Since when is a “tippy-top secret invasion!” with zero evidence grounds for invoking warpowers to suspend habaes corpus? Seems like this is a prime facie example of a gross abuse of power and the Constitution by the Trumpists.

19 Likes

My layman understanding of judicial review is that it exists to ensure that applicable laws and procedures are being adhered to by the government, and to hear and settle disputes about the proper application of these laws and procedures when they arise. The government’s lawyers and spokespeople, not to mention the current president himself, are deceptively equating judicial review with a judge dictating foreign and domestic policy to the government, betting that the average person doesn’t care to know the difference.

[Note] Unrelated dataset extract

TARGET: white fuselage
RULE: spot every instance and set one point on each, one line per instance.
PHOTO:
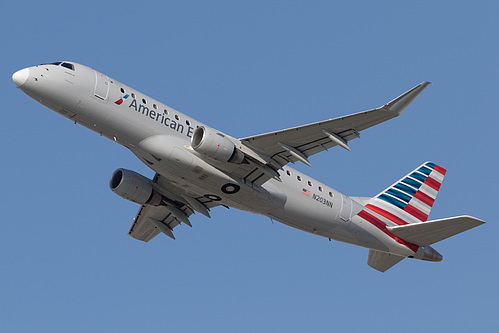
(161, 137)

Democracy dies in the demogoguery that exploits the arcane nature of the application and vindication of our laws.

14 Likes

My disappointment in this judge is profound. He talked a good game and then this? Afraid to rule is a nasty problem. Perhaps the lawyers/judges at the Hague should get involved.

4 Likes

He’s afraid. Many people are. I was surprised to see the elite DC law firms grovel and agree to some humiliating restraints on their core business activities.

3 Likes

Boasberg is not afraid of trump. He’s overcautious about reaching the ultimate validity questions because Due Process is much less tricky than mucking about in the president’s constitutional and statutory prerogatives.

16 Likes

He may well ultimately decide to throw out the proclamation. But his whole goal at this point is to avoid giving the appellate courts any hook to reverse him.

5 Likes

This bears repeating. Due process is what separates “deportation” from straight-up human trafficking.

12 Likes

Which is usually accomplished by overdetermining a ruling, not underdetermining it. Judge Boasberg is deliberately staying away from the uncharted waters, which exposes the due process ruling to more risk on appeal.

13 Likes

I’m curious how many of you might think that thus whole episode was not sloppy attempt to circumvent the courts, but was a planned attack on the court, using the least sympathetic victims imaginable?